Tex2002ans · 06-10-2021, 02:53 PM

Quote:

Originally Posted by Greg Anos

Is there a hex guide for defining these character sets (as hex strings)? (Like em dashes being defined a a 3 hex character string.)

Why, exactly, are you trying to use hex codes instead of just using the actual character?

In EPUB, the only special entity you have to worry about is the Non-Breaking Space (  or  ).

Everything else can use the actual Unicode characters:

— = Em Dash

There's no need to clutter your code with —.

Quote:

Originally Posted by Greg Anos

I am doing a long project of scanning and converting to ePub 30 years of a specialty hobby journal (pro bono publico).

Great. What tools are you using to scan + OCR?

Quote:

Originally Posted by Greg Anos

I need to use the occasional non-english character (letter with tilde, umlat, and French letter characters).

Only because the OCR isn't recognizing these characters?

OCR outputs:

facade
ninos

but your actual article says:

façade
niños

Usually, if you enable the proper OCR languages, these accented characters will be recognized.

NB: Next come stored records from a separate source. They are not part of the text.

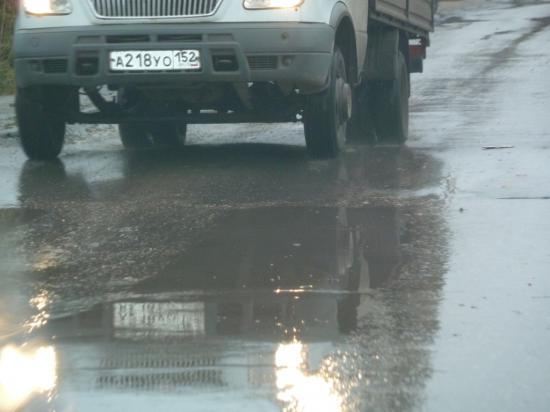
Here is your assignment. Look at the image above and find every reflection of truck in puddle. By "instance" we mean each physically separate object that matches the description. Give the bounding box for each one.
[21,208,400,410]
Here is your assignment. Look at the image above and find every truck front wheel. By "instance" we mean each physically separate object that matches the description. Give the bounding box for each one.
[118,122,187,149]
[15,87,68,160]
[372,53,410,144]
[304,46,352,158]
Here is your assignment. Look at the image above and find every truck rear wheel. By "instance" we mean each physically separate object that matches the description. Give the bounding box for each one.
[373,52,410,144]
[15,87,67,160]
[304,46,352,158]
[118,122,187,149]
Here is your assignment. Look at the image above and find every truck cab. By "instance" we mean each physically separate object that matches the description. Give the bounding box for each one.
[14,0,433,159]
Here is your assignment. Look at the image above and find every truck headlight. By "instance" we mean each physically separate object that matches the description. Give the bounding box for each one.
[243,0,304,10]
[23,0,73,15]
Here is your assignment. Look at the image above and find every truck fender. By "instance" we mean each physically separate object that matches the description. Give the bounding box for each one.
[330,2,359,83]
[363,28,399,80]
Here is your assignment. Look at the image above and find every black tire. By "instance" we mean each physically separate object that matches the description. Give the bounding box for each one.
[373,53,410,144]
[304,46,352,158]
[118,123,187,149]
[15,87,68,160]
[347,81,376,143]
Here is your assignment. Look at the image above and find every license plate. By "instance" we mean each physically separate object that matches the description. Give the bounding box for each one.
[109,50,201,72]
[113,302,206,338]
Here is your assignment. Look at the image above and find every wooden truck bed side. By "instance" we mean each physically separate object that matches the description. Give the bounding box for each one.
[369,0,435,37]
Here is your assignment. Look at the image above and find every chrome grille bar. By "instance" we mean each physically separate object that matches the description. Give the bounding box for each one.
[89,0,222,19]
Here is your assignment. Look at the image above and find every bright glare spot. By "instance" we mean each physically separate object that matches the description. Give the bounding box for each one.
[23,0,72,14]
[25,0,51,14]
[0,346,57,410]
[275,342,342,412]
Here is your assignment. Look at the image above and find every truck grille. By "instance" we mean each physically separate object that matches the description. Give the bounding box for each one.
[90,0,222,18]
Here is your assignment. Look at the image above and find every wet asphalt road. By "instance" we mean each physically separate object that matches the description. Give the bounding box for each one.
[0,1,550,412]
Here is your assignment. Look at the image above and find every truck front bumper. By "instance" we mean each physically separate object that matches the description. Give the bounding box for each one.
[14,23,334,93]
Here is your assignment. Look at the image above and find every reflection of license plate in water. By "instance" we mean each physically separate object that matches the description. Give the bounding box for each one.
[109,50,201,71]
[113,302,206,338]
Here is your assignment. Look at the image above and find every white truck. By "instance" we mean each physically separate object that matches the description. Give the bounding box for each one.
[13,0,435,160]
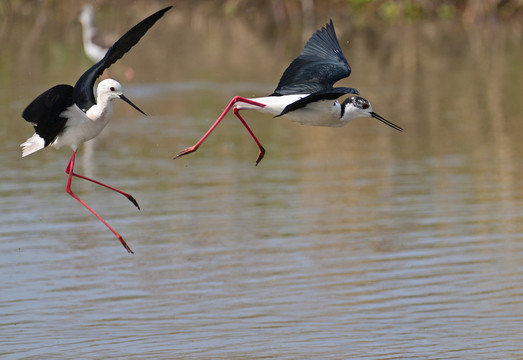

Side Note: I wrote a bit about OCR + German/Spanish/French accents in "Abbyy Finereader 15 gothic/Fraktur Altdeutsch/Oldgerman" (Post #5).

For example, English only recognizes A-Z while Spanish will recognize A-Z + a few more:

ÁÉÍÑÓÚÜáéíñóúü

So if you have a 98% English book with 2% Spanish names/words, you'd tell OCR this is an English AND Spanish book. This would catch all the little accents on the ñ and á and é.